Study author Allison W. Kurian, MD, of Stanford (Calif.) University, describes the group’s findings (https://bit.ly/31RaSGR) to guest host Alan Lyss, MD, subprincipal investigator emeritus for Heartland Cancer Research NCORP, in this episode.

Study rationale and methods

  • Dr. Kurian said that an inflection point for breast cancer genetics was in 2013 when the U.S. Supreme Court ruled that gene patenting was not allowed for the purposes of genetic testing. As a result, the cost of testing BRCA1/2 genes fell, and testing became much more accessible.
  • With their study, Dr. Kurian and colleagues aimed to look at trends following the increase in accessibility.
  • The researchers used Surveillance, Epidemiology, and End Results Program (SEER) records of women aged 20 years and older who were diagnosed with breast or ovarian cancer from 2013 to 2017 in California or Georgia. The team linked these data to results of clinical germline testing through 2019.
  • Dr. Kurian explained that the SEER data are comprehensive enough that all cancer cases in California and Georgia were likely included, the states provide a large catchment area of about 50 million people, and the states have different kinds of racial/ethnic diversity and urban/rural distribution.
  • The researchers used the data to assess testing trends as well as rates of variants of uncertain significance (VUS) and pathogenic variants (PVs).

Results by hypothesis

Hypothesis 1: Multigene panels will entirely replace testing for BRCA1/2 only.

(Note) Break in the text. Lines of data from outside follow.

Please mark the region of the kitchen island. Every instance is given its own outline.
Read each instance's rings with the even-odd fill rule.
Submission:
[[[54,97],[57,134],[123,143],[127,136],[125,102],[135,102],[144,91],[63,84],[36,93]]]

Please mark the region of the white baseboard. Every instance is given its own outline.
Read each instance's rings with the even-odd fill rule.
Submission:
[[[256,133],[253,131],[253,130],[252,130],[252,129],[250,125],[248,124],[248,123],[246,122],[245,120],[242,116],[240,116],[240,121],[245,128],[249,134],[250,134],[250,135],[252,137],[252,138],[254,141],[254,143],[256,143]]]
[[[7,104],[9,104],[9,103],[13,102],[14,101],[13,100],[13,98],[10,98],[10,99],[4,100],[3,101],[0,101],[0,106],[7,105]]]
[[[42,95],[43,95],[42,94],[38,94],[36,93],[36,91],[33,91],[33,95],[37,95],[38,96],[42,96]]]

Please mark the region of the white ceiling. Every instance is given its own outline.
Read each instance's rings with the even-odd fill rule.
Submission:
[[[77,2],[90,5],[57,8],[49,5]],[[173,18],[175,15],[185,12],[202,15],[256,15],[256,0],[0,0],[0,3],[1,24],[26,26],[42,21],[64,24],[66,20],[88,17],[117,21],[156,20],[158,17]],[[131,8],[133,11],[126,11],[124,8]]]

  • This hypothesis was essentially correct. Testing of only two genes was almost totally replaced by testing many more genes.
  • The number of genes tested for breast cancer increased annually by 28% over the study period.

Hypothesis 2: Underutilization of testing patients with ovarian cancer will improve over time.

  • It is standard of care to recommend genetic testing for all ovarian cancer patients.
  • Based on 2013-2014 data, only one-third of women were tested.
  • As tests became more accessible in subsequent years, the hope was that more women would be tested.
  • Unfortunately, there was very little improvement in testing rates over the study period.

Hypothesis 3: More patients will be tested at lower levels of pretest risk for PVs.

  • In patients aged older than 60 years, testing rates increased for breast cancer (from 11% to 15%) and ovarian cancer (from 25% to 31%).
  • Patients aged younger than 45 years had lower testing rates over time, however.
  • Dr. Kurian noted that about 33% of ovarian cancer patients undergo genetic testing, but the goal is 100%.
  • It is unclear if the goal should be 100% for breast cancer, Dr. Kurian said.

Hypothesis 4: Sociodemographic difference in testing trends would not be seen.

  • There was not much of a gap observed with breast cancer patients. For example, among patients with breast cancer, approximately 31% of those who had genetic testing were uninsured, 31% had Medicaid, and 26% had private insurance or Medicare.
  • There is more of an equity issue with ovarian cancer. About 28% of those who had genetic testing were uninsured, 27% had Medicaid, and 39% had private insurance or Medicare.
  • Dr. Kurian said disparities in ovarian cancer persist in patients who are uninsured and those in certain racial/ethnic groups, including African Americans. These patients are less likely to get genetic testing.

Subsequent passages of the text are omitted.